An example of the use of this effect in current medicines is the co-administration of ritonavir, a potent inhibitor of the CYP3A4 and CYP2D6 isoforms of cytochrome P450, with other antiretroviral drugs. Although ritonavir inhibits HIV replication in its own right, its use in these treatment regimens is to enhance the bioavailability of other agents through inhibition of the enzymes that metabolize them.

== Biosynthesis ==
Bergamottin is derived from components originating in the shikimate pathway. The biosynthesis of this compound starts with the formation of the demethylsuberosin (3) product, which is formed via the alkylation of the umbelliferone (2) compound.

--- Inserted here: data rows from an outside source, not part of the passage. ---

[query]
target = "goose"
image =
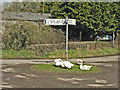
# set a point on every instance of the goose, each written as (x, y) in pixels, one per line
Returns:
(67, 64)
(57, 62)
(83, 67)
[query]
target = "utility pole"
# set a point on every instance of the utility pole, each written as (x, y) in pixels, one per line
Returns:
(113, 39)
(67, 38)
(43, 6)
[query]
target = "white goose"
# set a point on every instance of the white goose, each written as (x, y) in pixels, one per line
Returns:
(57, 62)
(83, 67)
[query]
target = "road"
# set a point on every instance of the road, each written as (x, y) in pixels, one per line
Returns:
(22, 76)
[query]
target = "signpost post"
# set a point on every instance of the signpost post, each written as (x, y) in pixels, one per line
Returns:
(62, 22)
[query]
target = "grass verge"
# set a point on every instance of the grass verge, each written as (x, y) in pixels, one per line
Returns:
(75, 69)
(77, 53)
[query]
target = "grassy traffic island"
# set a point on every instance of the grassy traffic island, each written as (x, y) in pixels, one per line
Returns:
(76, 53)
(73, 70)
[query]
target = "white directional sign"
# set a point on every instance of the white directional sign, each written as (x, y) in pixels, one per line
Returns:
(59, 21)
(62, 22)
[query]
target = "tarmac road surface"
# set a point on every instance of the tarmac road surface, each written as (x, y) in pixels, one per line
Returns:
(22, 76)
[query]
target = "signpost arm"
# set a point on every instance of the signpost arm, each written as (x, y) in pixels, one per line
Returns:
(67, 38)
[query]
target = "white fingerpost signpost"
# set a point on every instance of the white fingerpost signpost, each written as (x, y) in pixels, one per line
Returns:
(62, 22)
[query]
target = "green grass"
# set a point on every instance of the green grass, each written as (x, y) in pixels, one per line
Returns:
(77, 53)
(75, 69)
(17, 54)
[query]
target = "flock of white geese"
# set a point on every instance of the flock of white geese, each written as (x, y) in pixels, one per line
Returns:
(69, 65)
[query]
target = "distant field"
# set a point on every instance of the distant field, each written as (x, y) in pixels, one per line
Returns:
(60, 53)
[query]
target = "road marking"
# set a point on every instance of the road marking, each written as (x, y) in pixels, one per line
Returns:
(95, 85)
(21, 76)
(8, 70)
(100, 81)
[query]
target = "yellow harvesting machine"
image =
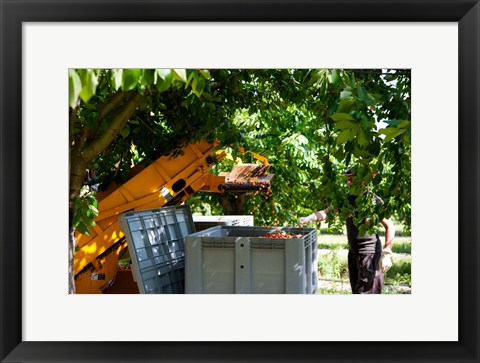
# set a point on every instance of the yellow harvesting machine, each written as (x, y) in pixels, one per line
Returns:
(167, 181)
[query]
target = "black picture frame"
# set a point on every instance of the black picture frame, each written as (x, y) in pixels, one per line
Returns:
(13, 13)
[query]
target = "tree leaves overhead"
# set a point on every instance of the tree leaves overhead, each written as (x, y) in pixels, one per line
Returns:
(310, 123)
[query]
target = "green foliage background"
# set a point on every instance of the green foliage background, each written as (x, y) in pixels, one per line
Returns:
(310, 124)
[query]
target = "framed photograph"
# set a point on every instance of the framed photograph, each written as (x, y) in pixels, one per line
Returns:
(438, 41)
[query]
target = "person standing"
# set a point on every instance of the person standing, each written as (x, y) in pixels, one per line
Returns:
(367, 260)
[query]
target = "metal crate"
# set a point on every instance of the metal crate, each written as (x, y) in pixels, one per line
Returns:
(204, 222)
(238, 260)
(156, 242)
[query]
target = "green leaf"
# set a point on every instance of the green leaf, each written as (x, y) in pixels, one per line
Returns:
(344, 124)
(130, 79)
(125, 131)
(362, 139)
(89, 85)
(335, 76)
(342, 117)
(205, 73)
(344, 136)
(149, 76)
(165, 80)
(180, 74)
(163, 85)
(74, 87)
(345, 93)
(346, 105)
(116, 78)
(391, 133)
(164, 73)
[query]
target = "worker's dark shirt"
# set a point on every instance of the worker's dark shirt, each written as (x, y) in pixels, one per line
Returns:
(361, 243)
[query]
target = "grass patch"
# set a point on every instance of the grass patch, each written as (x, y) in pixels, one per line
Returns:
(332, 265)
(400, 273)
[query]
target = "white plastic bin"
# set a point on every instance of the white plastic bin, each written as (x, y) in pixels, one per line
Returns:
(238, 260)
(204, 222)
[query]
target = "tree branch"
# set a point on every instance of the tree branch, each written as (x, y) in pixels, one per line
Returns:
(100, 143)
(111, 104)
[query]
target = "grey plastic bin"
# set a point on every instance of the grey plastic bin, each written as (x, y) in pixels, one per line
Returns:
(237, 260)
(156, 242)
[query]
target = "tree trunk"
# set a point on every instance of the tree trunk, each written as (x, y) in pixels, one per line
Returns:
(83, 152)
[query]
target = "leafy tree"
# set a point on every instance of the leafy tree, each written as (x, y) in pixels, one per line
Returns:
(311, 124)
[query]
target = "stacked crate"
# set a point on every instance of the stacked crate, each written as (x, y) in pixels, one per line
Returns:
(156, 242)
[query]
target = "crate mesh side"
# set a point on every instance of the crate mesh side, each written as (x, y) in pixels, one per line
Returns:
(157, 238)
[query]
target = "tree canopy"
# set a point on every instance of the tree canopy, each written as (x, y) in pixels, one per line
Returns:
(311, 124)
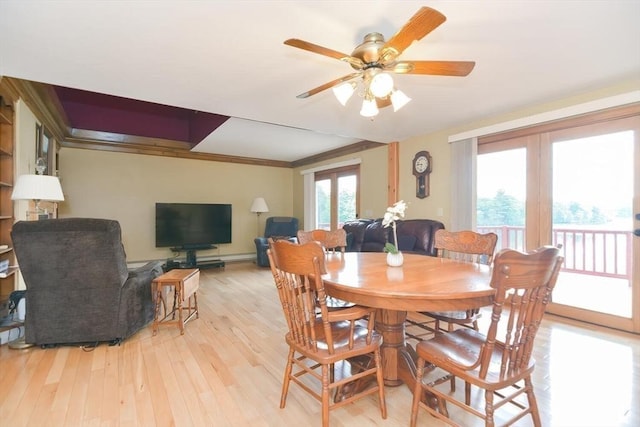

The alkylation of the umbelliferone is initiated with the use of dimethylallyl pyrophosphate, more commonly known as DMAPP. The cyclization of an alkyl group occurs to form marmesin (4), which is done in the presence of NADPH and oxygen along with a cytochrome P450 monooxygenase catalyst. This process is then repeated twice more, first to remove the hydroxyisopropyl substituent from marmesin (4) to form psoralen (5), and then to add a hydroxyl group to form bergaptol (6). Bergaptol (6) is next methylated with S-adenosyl methionine (SAM) to form bergapten (7). The final step in this biosynthesis is the attachment of a GPP, or geranyl pyrophosphate, to the newly methylated bergapten (7) to form the target molecule bergamottin (8).